Cybercriminals are increasingly exploiting the popularity of Semrush, a widely used SEO, advertising, and market research SaaS platform, to steal Google account credentials, according to researchers from Malwarebytes. The researchers uncovered a sophisticated campaign involving a series of malicious ads that appear on Google Search when users search for Semrush-related services.
Each malicious ad in the campaign is tied to a unique domain name, which redirects users to a static domain specifically designed to display the fraudulent Semrush and Google account login pages.
Once users click on the ads, they are confronted with a page that prompts them to sign in using their Google credentials.

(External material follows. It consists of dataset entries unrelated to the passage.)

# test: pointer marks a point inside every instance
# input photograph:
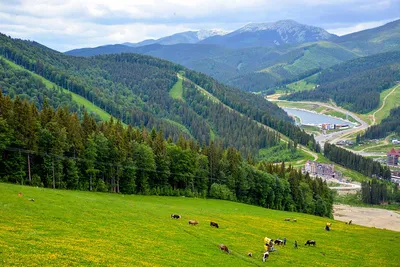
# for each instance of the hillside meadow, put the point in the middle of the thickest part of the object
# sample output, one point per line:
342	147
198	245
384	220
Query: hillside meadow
72	228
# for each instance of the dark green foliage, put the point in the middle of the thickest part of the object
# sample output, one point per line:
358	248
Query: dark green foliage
391	124
356	84
135	89
374	192
46	150
348	159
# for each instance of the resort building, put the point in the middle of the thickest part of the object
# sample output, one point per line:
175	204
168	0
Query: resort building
393	157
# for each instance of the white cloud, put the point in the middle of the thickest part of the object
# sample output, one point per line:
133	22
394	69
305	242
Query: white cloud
67	24
358	27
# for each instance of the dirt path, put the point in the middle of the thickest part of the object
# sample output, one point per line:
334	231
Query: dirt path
371	217
383	105
216	100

The legitimate option to log in with Semrush credentials is disabled, making it impossible for users to access the service without providing their Google login details.
The primary goal of this phishing scheme is to harvest Google account credentials. This gives attackers not only access to the victim’s Google account but also the potential to place additional malicious ads within Google Ads.
Additionally, Semrush accounts are frequently tied to high-value Google accounts, particularly for businesses that rely on the platform for SEO and analytics purposes. Once cybercriminals gain access to both a Semrush and Google account, they can extract a wealth of confidential information. Google Analytics (GA) and Google Search Console (GSC) contain highly sensitive data about a website's performance, user behavior, and business strategies.
Besides Google Analytics and Search Console data, Semrush accounts store valuable personal and business information that could be exploited by cybercriminals. This includes the victim’s name, phone number, business details, email address, and even the last four digits of a Visa card. Using this data, attackers could easily impersonate the victim or their business, gaining further access to financial accounts or other confidential business materials.